Do you understand what about the cloud scales make it practical?

Answer 37

From the perspective of the cloud services provider, cloud computing is practical for two reasons. The first reason has to do with the law of large numbers. This states that with a large number of computing clients, the amount of resources that will need to be available will tend to be constant. As a result, the provider can purchase some fixed amount of hardware without worrying about fluctuations in individual client’s peak consuming all of the resources. Secondly, cloud services are viable due to economies of scale. The fixed cost of hardware can be amortized across multiple clients sharing that hardware. Naturally, the best scenario is having many, many clients.
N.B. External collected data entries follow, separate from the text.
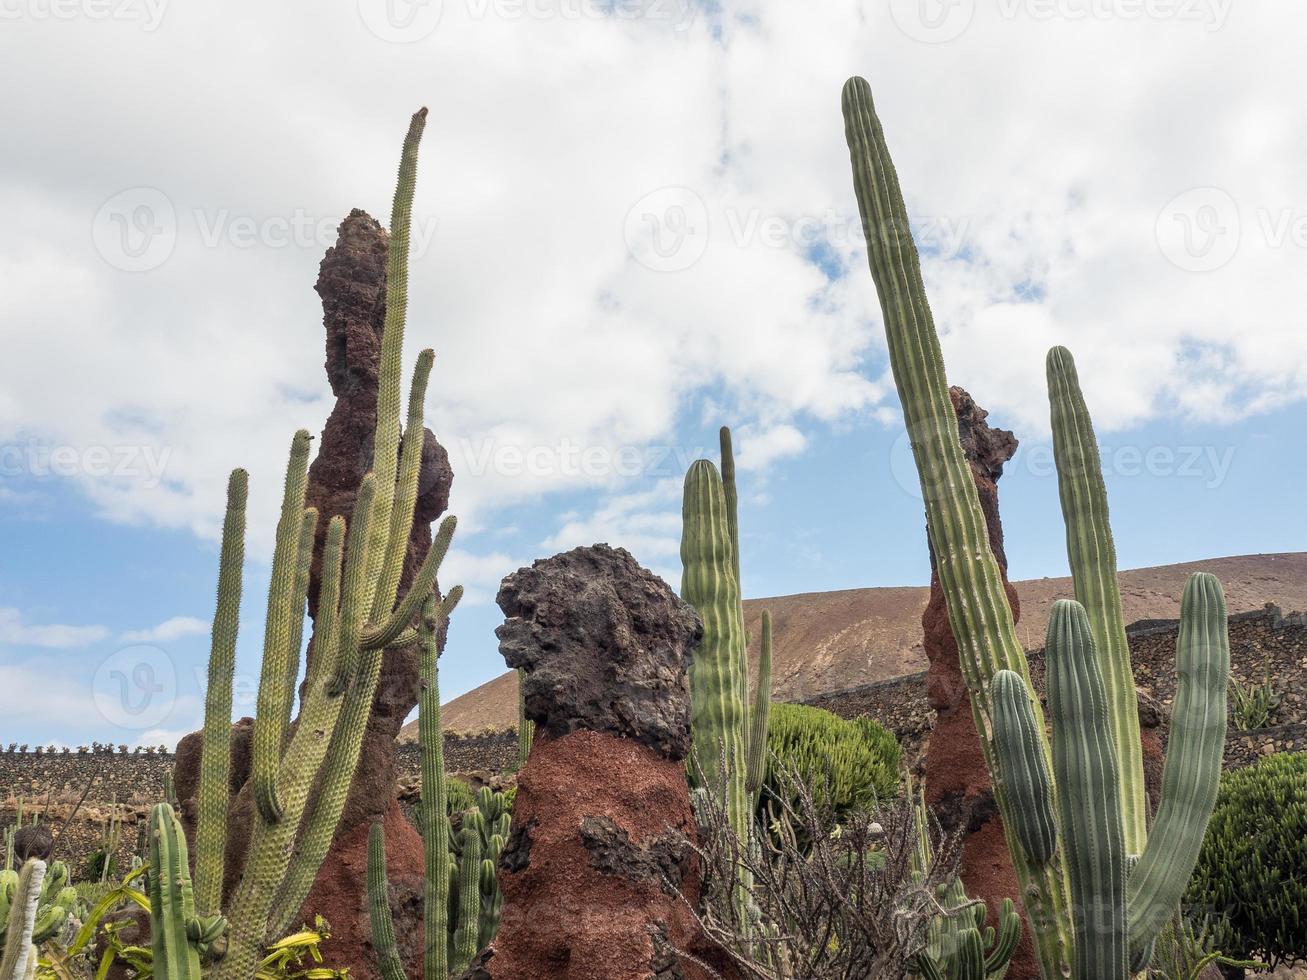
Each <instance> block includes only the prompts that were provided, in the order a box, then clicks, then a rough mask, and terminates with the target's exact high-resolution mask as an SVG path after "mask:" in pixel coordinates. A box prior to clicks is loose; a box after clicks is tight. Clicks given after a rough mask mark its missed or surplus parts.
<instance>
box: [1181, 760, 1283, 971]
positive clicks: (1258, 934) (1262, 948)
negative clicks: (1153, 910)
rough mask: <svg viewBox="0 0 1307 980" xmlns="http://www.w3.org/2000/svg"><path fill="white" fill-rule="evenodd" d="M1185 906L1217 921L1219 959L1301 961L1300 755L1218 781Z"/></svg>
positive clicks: (1244, 771) (1222, 775)
mask: <svg viewBox="0 0 1307 980" xmlns="http://www.w3.org/2000/svg"><path fill="white" fill-rule="evenodd" d="M1188 900H1189V902H1191V903H1193V904H1195V906H1197V907H1200V908H1201V909H1202V911H1204V912H1209V913H1213V915H1216V916H1223V917H1225V920H1226V923H1227V924H1229V930H1226V928H1222V946H1223V947H1226V951H1227V953H1233V954H1238V955H1243V956H1260V958H1263V959H1266V960H1268V962H1269V963H1270V964H1272V966H1276V964H1278V963H1289V962H1293V960H1294V959H1300V958H1304V956H1307V753H1282V754H1280V755H1272V757H1269V758H1266V759H1263V760H1261V762H1259V763H1257V764H1256V766H1249V767H1248V768H1243V770H1234V771H1231V772H1226V774H1225V775H1222V776H1221V791H1219V793H1218V796H1217V806H1216V810H1214V811H1213V814H1212V822H1210V823H1209V825H1208V832H1206V836H1205V838H1204V840H1202V851H1201V853H1200V855H1199V864H1197V866H1196V868H1195V869H1193V878H1192V881H1191V882H1189V892H1188Z"/></svg>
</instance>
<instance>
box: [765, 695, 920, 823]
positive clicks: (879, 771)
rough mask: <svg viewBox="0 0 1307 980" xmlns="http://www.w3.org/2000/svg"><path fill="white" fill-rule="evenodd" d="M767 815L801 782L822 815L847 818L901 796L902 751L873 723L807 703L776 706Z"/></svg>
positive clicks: (878, 727) (791, 798) (893, 742)
mask: <svg viewBox="0 0 1307 980" xmlns="http://www.w3.org/2000/svg"><path fill="white" fill-rule="evenodd" d="M767 755H769V762H767V775H766V777H765V780H763V792H762V802H761V809H762V811H763V815H766V813H767V810H769V805H772V808H771V809H774V802H775V800H778V798H786V800H793V798H795V794H796V792H797V788H796V785H795V777H797V779H800V780H802V784H804V787H806V789H808V792H810V793H812V797H813V802H814V805H816V806H817V808H819V809H822V810H827V809H829V810H830V811H831V813H834V814H836V815H838V814H844V813H848V811H850V810H853V809H865V808H868V806H870V805H873V804H876V802H877V801H880V802H884V801H886V800H889V798H891V797H893V796H895V794H897V793H898V789H899V767H901V764H902V750H901V749H899V743H898V741H897V740H895V738H894V734H893V733H891V732H887V730H886V729H885V728H882V727H881V725H880V724H877V723H876V721H874V720H873V719H856V720H852V721H850V720H847V719H842V717H839V716H838V715H833V713H831V712H829V711H825V710H822V708H814V707H810V706H808V704H783V703H778V704H772V706H771V721H770V724H769V725H767Z"/></svg>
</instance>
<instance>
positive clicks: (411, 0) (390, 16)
mask: <svg viewBox="0 0 1307 980" xmlns="http://www.w3.org/2000/svg"><path fill="white" fill-rule="evenodd" d="M443 10H444V7H443V3H442V0H358V16H359V18H361V20H362V21H363V25H365V26H366V27H367V29H369V30H370V31H371V33H372V34H375V35H376V37H378V38H380V39H382V41H386V42H388V43H391V44H412V43H414V42H418V41H423V39H426V38H429V37H431V34H433V33H434V31H435V29H437V26H438V25H439V24H440V14H442V13H443Z"/></svg>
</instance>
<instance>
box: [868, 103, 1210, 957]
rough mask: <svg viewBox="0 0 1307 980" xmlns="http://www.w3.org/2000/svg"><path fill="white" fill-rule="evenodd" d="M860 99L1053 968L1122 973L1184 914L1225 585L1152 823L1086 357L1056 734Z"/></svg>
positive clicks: (872, 160)
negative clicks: (1045, 732) (1090, 393)
mask: <svg viewBox="0 0 1307 980" xmlns="http://www.w3.org/2000/svg"><path fill="white" fill-rule="evenodd" d="M843 111H844V128H846V137H847V141H848V148H850V157H851V162H852V171H853V187H855V191H856V196H857V204H859V210H860V213H861V218H863V230H864V233H865V238H867V255H868V263H869V265H870V270H872V277H873V280H874V282H876V287H877V293H878V294H880V301H881V314H882V318H884V323H885V333H886V340H887V344H889V353H890V366H891V370H893V374H894V382H895V385H897V388H898V393H899V400H901V402H902V405H903V416H904V422H906V425H907V431H908V438H910V440H911V444H912V455H914V460H915V463H916V468H918V473H919V476H920V480H921V495H923V498H924V502H925V511H927V528H928V533H929V537H931V545H932V547H933V550H935V554H936V557H937V566H938V571H940V581H941V584H942V587H944V593H945V598H946V601H948V609H949V622H950V626H951V627H953V635H954V636H955V639H957V642H958V651H959V656H961V662H962V672H963V678H965V681H966V683H967V689H968V691H970V694H971V706H972V711H974V715H975V721H976V729H978V732H979V733H980V740H982V749H983V754H984V759H985V763H987V766H988V768H989V771H991V774H992V776H993V783H995V796H996V800H997V802H999V808H1000V811H1001V814H1002V818H1004V826H1005V832H1006V835H1008V845H1009V851H1010V853H1012V857H1013V864H1014V866H1016V869H1017V877H1018V879H1019V883H1021V894H1022V900H1023V903H1025V906H1026V912H1027V919H1029V921H1030V926H1031V934H1033V937H1034V941H1035V953H1036V956H1038V960H1039V967H1040V971H1042V973H1043V976H1044V977H1046V980H1052V977H1073V980H1120V979H1121V977H1127V976H1129V975H1131V972H1132V971H1136V972H1137V971H1138V970H1140V968H1141V967H1142V964H1144V963H1145V962H1146V959H1148V955H1149V953H1150V949H1151V943H1153V941H1154V939H1155V937H1157V933H1158V930H1159V929H1161V926H1162V925H1163V923H1165V921H1166V919H1167V916H1168V915H1171V913H1172V912H1174V909H1175V907H1176V903H1178V902H1179V899H1180V895H1182V894H1183V891H1184V885H1185V882H1187V881H1188V878H1189V874H1191V873H1192V870H1193V864H1195V861H1196V858H1197V852H1199V845H1200V844H1201V840H1202V832H1204V828H1205V827H1206V822H1208V818H1209V817H1210V813H1212V805H1213V802H1214V798H1216V784H1217V777H1218V775H1219V766H1221V754H1222V745H1223V741H1225V712H1226V706H1225V698H1226V678H1227V674H1229V661H1230V653H1229V638H1227V635H1226V618H1225V598H1223V595H1222V591H1221V584H1219V583H1218V581H1217V580H1216V579H1214V578H1212V576H1210V575H1202V574H1199V575H1195V576H1192V578H1191V579H1189V581H1188V584H1187V587H1185V592H1184V601H1183V605H1182V629H1180V638H1179V643H1178V651H1176V669H1178V674H1179V687H1178V695H1176V700H1175V712H1174V723H1172V728H1171V743H1170V747H1168V753H1167V758H1166V764H1165V768H1163V787H1162V797H1161V802H1159V808H1158V813H1157V818H1155V821H1154V825H1153V827H1151V832H1146V827H1145V800H1144V788H1142V758H1141V747H1140V736H1138V720H1137V703H1136V695H1134V686H1133V674H1132V670H1131V662H1129V651H1128V647H1127V645H1125V636H1124V629H1123V626H1121V622H1123V618H1121V612H1120V596H1119V592H1117V588H1116V558H1115V549H1114V546H1112V538H1111V528H1110V525H1108V521H1107V495H1106V490H1104V486H1103V480H1102V472H1100V466H1099V460H1098V449H1097V444H1095V440H1094V433H1093V426H1091V423H1090V419H1089V413H1087V410H1086V408H1085V402H1084V397H1082V396H1081V393H1080V384H1078V379H1077V376H1076V372H1074V365H1073V363H1072V359H1070V355H1069V354H1068V353H1067V351H1065V350H1063V349H1060V348H1055V349H1053V350H1052V351H1051V353H1050V355H1048V388H1050V401H1051V405H1052V425H1053V452H1055V459H1056V464H1057V477H1059V491H1060V495H1061V504H1063V516H1064V520H1065V527H1067V542H1068V557H1069V559H1070V566H1072V574H1073V580H1074V588H1076V600H1077V601H1069V600H1064V601H1063V602H1060V604H1059V605H1057V606H1056V608H1055V609H1053V617H1052V619H1051V622H1050V634H1048V644H1047V651H1048V686H1050V691H1048V694H1050V710H1051V712H1052V715H1053V723H1055V724H1053V738H1052V743H1051V745H1050V742H1048V738H1047V737H1046V736H1044V721H1043V716H1042V712H1040V706H1039V702H1038V699H1036V698H1035V696H1034V691H1033V689H1031V687H1030V674H1029V669H1027V664H1026V657H1025V651H1023V649H1022V644H1021V643H1019V640H1018V638H1017V632H1016V627H1014V623H1013V617H1012V610H1010V609H1009V606H1008V601H1006V596H1005V592H1004V587H1002V578H1001V572H1000V568H999V563H997V562H996V561H995V557H993V554H992V553H991V549H989V542H988V534H987V525H985V519H984V514H983V512H982V510H980V503H979V499H978V497H976V494H975V489H974V483H972V480H971V473H970V468H968V465H967V461H966V459H965V456H963V452H962V447H961V444H959V442H958V433H957V418H955V414H954V412H953V405H951V401H950V399H949V391H948V382H946V379H945V374H944V362H942V358H941V354H940V341H938V337H937V336H936V331H935V323H933V319H932V315H931V308H929V304H928V302H927V298H925V289H924V285H923V280H921V269H920V260H919V256H918V252H916V246H915V244H914V242H912V233H911V227H910V223H908V217H907V209H906V208H904V204H903V193H902V191H901V188H899V183H898V175H897V172H895V170H894V163H893V161H891V159H890V155H889V150H887V149H886V145H885V136H884V131H882V128H881V123H880V119H878V118H877V115H876V110H874V106H873V103H872V94H870V88H869V86H868V84H867V82H865V81H864V80H861V78H851V80H850V81H848V82H847V84H846V86H844V93H843ZM1132 868H1133V870H1131V869H1132Z"/></svg>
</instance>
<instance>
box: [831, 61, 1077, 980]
mask: <svg viewBox="0 0 1307 980" xmlns="http://www.w3.org/2000/svg"><path fill="white" fill-rule="evenodd" d="M843 112H844V135H846V139H847V141H848V148H850V159H851V163H852V170H853V188H855V191H856V193H857V205H859V212H860V213H861V218H863V230H864V233H865V237H867V257H868V264H869V267H870V270H872V278H873V280H874V281H876V289H877V294H878V295H880V302H881V315H882V319H884V323H885V337H886V341H887V346H889V354H890V367H891V370H893V374H894V383H895V387H897V388H898V393H899V401H901V402H902V406H903V418H904V422H906V426H907V434H908V438H910V440H911V443H912V457H914V460H915V461H916V469H918V474H919V477H920V481H921V497H923V499H924V502H925V514H927V527H928V532H929V537H931V545H932V547H933V549H935V555H936V561H937V568H938V574H940V583H941V585H942V587H944V595H945V598H946V602H948V610H949V625H950V626H951V629H953V635H954V638H955V639H957V643H958V653H959V659H961V664H962V674H963V678H965V679H966V683H967V689H968V691H970V694H971V707H972V712H974V715H975V720H976V729H978V730H979V732H980V745H982V751H983V754H984V758H985V762H987V764H988V767H989V771H991V774H995V750H993V743H992V738H991V737H989V736H988V732H989V724H988V717H987V716H988V698H987V696H985V691H984V687H985V685H987V682H988V679H989V678H991V677H992V676H993V674H995V672H997V670H1000V669H1009V670H1014V672H1016V673H1018V674H1019V676H1021V677H1022V679H1023V681H1025V679H1026V678H1029V669H1027V665H1026V657H1025V651H1023V649H1022V645H1021V642H1019V639H1018V636H1017V630H1016V625H1014V622H1013V617H1012V609H1010V608H1009V606H1008V597H1006V593H1005V591H1004V583H1002V574H1001V570H1000V568H999V563H997V561H995V557H993V554H992V553H991V550H989V534H988V527H987V524H985V519H984V512H983V511H982V510H980V502H979V498H978V497H976V490H975V483H974V481H972V476H971V468H970V465H968V464H967V461H966V457H965V456H963V452H962V446H961V443H959V440H958V419H957V413H955V412H954V409H953V401H951V400H950V397H949V384H948V380H946V378H945V374H944V359H942V355H941V353H940V341H938V337H937V336H936V332H935V321H933V318H932V315H931V307H929V303H928V302H927V298H925V289H924V286H923V284H921V267H920V260H919V257H918V252H916V246H915V244H914V243H912V231H911V226H910V223H908V217H907V208H906V206H904V204H903V192H902V189H901V188H899V182H898V174H897V172H895V170H894V163H893V161H891V159H890V154H889V149H887V148H886V145H885V133H884V131H882V129H881V123H880V119H878V118H877V115H876V107H874V105H873V102H872V91H870V86H868V84H867V82H865V81H864V80H863V78H850V80H848V82H846V85H844V91H843ZM1033 710H1034V712H1035V719H1036V721H1038V723H1039V724H1040V727H1042V724H1043V723H1042V717H1040V715H1039V708H1038V706H1034V708H1033ZM997 781H999V780H997V777H996V783H997ZM996 800H997V802H999V808H1000V810H1001V813H1002V817H1004V825H1005V828H1006V832H1008V847H1009V851H1010V852H1012V855H1013V865H1014V866H1016V870H1017V878H1018V882H1019V885H1021V894H1022V899H1023V902H1025V904H1026V911H1027V913H1029V915H1030V920H1031V926H1033V933H1034V939H1035V953H1036V956H1038V959H1039V968H1040V972H1042V973H1043V975H1044V977H1046V980H1052V977H1063V976H1065V975H1067V971H1068V968H1069V967H1068V958H1069V951H1070V946H1072V936H1070V932H1069V928H1068V924H1069V913H1068V911H1067V887H1065V878H1064V872H1063V868H1061V861H1060V860H1059V857H1057V856H1056V855H1055V856H1053V858H1052V860H1051V861H1048V862H1044V864H1038V865H1033V864H1031V862H1030V861H1029V860H1026V857H1025V855H1023V853H1022V852H1021V845H1019V843H1018V841H1017V840H1016V836H1014V835H1013V832H1012V822H1013V817H1014V814H1013V808H1012V805H1010V804H1009V801H1008V800H1006V797H1005V793H1004V792H1002V789H1001V788H997V789H996Z"/></svg>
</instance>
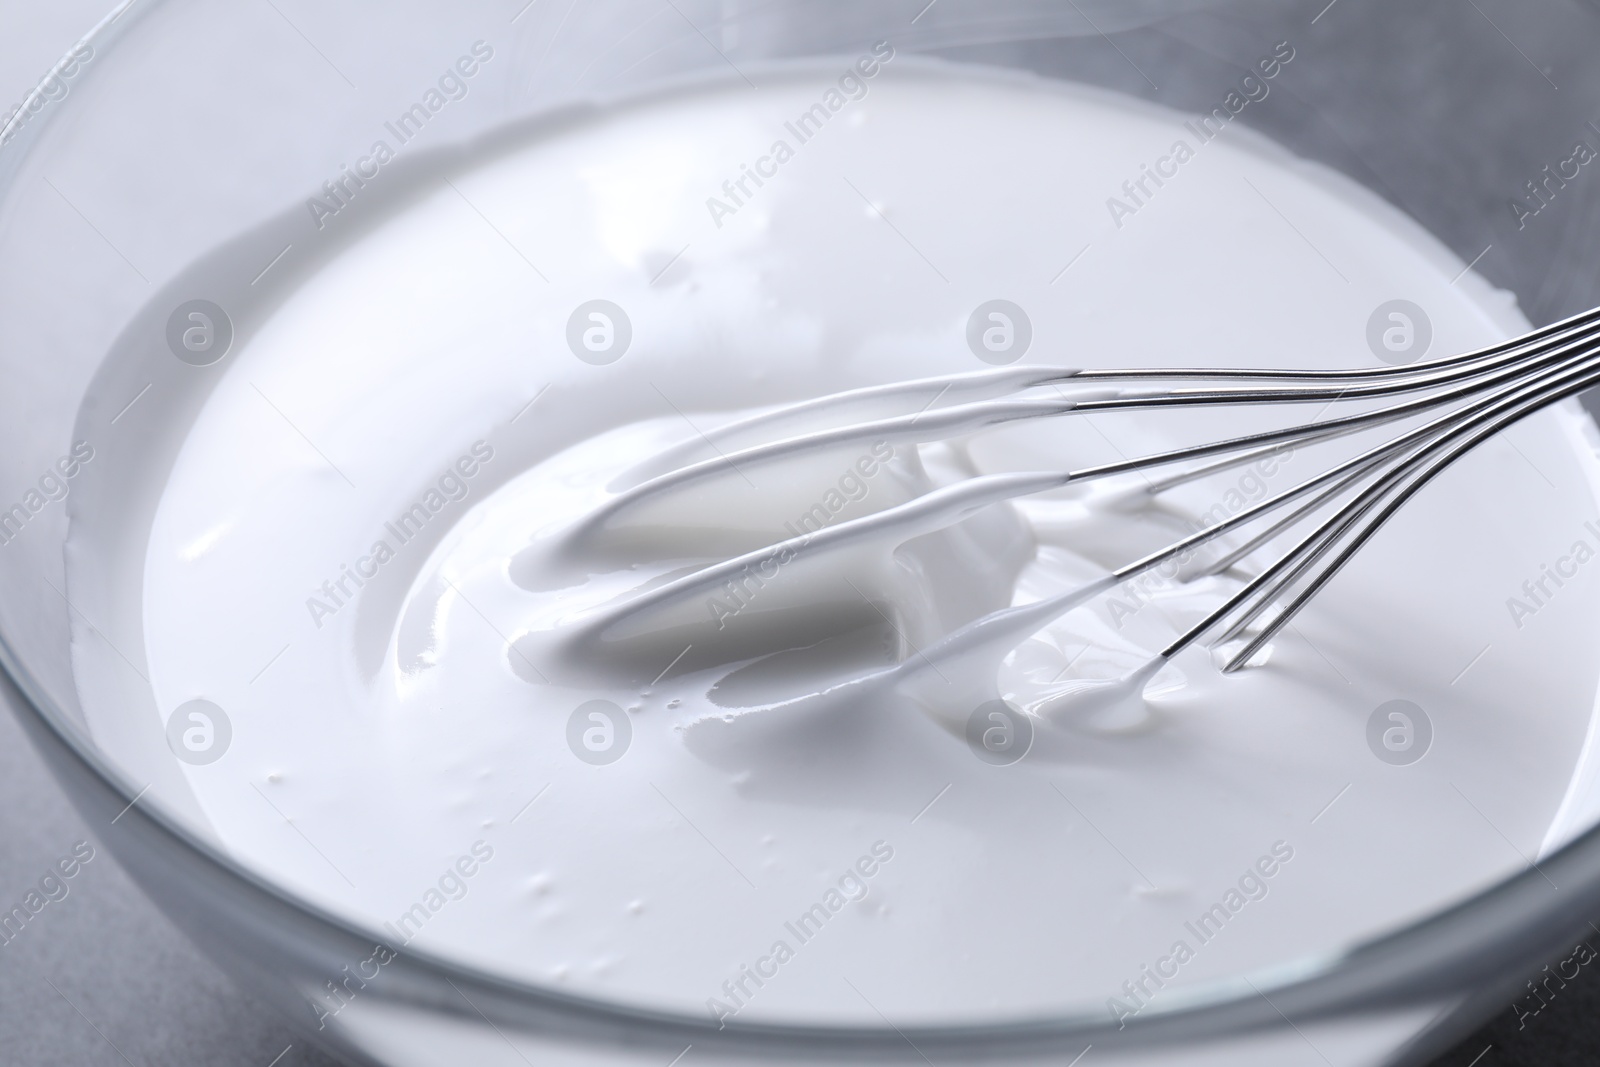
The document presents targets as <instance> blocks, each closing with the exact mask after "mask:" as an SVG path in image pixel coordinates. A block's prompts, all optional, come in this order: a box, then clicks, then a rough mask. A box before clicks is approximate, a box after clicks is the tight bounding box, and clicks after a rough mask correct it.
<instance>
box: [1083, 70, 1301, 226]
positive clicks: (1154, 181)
mask: <svg viewBox="0 0 1600 1067" xmlns="http://www.w3.org/2000/svg"><path fill="white" fill-rule="evenodd" d="M1294 56H1296V53H1294V46H1293V45H1290V43H1288V42H1286V40H1285V42H1278V43H1277V45H1275V46H1274V48H1272V51H1270V53H1269V54H1266V56H1262V58H1261V59H1258V61H1256V67H1254V69H1256V70H1258V72H1259V77H1258V74H1254V72H1253V74H1246V75H1245V77H1243V78H1240V82H1238V86H1237V88H1234V90H1229V93H1227V96H1224V98H1222V104H1221V106H1218V107H1213V109H1211V112H1210V114H1205V115H1202V117H1200V118H1198V120H1189V122H1186V123H1184V130H1187V131H1189V133H1190V134H1194V139H1195V144H1189V139H1187V138H1179V139H1178V141H1174V142H1173V147H1171V149H1168V152H1166V155H1162V157H1158V158H1157V160H1155V162H1154V163H1141V165H1139V174H1138V176H1136V178H1130V179H1128V181H1125V182H1123V184H1122V194H1123V195H1122V197H1107V198H1106V210H1107V211H1109V213H1110V221H1112V222H1114V224H1115V226H1117V229H1118V230H1120V229H1122V227H1123V226H1126V221H1128V219H1130V218H1131V216H1134V214H1138V213H1139V211H1141V210H1142V208H1146V206H1149V203H1150V200H1154V198H1155V194H1157V192H1160V190H1162V189H1163V187H1165V186H1166V182H1168V181H1171V179H1173V178H1178V173H1179V168H1182V166H1184V163H1189V162H1190V160H1194V158H1195V155H1197V154H1198V150H1200V149H1203V147H1205V146H1206V144H1210V142H1211V141H1214V139H1216V138H1218V136H1219V134H1221V133H1222V131H1224V130H1227V125H1229V123H1230V122H1234V118H1237V117H1238V115H1240V114H1242V112H1243V110H1245V109H1246V107H1250V106H1251V104H1259V102H1261V101H1264V99H1267V94H1269V93H1272V86H1270V82H1272V78H1275V77H1278V74H1282V72H1283V67H1286V66H1288V64H1290V62H1293V61H1294ZM1152 186H1154V189H1152Z"/></svg>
From the perspective of the cloud services client, cloud computing is practically because of the elasticity of resources and the corresponding elasticity of cost. Consider the case of Animoto, which had to scale up its resources by a factor a two orders of magnitude over the period of a week. With a traditional, on-premises setup, this type of scale would not have been possible. Data centers allow for seamless scaling. As a result, the cost incurred by computational consumption can better mirror potential revenue influx. If we assume that higher computational consumption is correlated with higher traffic, which is correlated with higher revenue, then cloud computing platforms allow us to only pay more when we are making more. Traditionally, we would buy a fixed amount of computing resources, and they would be either underutilized or maxed out. In this first case, we are paying too much. In the second case, we are missing opportunity.

Question 38

Do you understand what about the cloud scales make failures unavoidable?

Answer 38

Failures are unavoidable in a complex cloud computing environment because the probability of failure of a system is the product of the probabilities of failure of any component. With more components, the probability of overall failure increases. For example, suppose one link in system has a probability of failure of 5%. The overall system has a 95% change of success. With 30 links that each have a probability of failure of 5%, the overall system has a (0.95)^30, or 21% chance of success.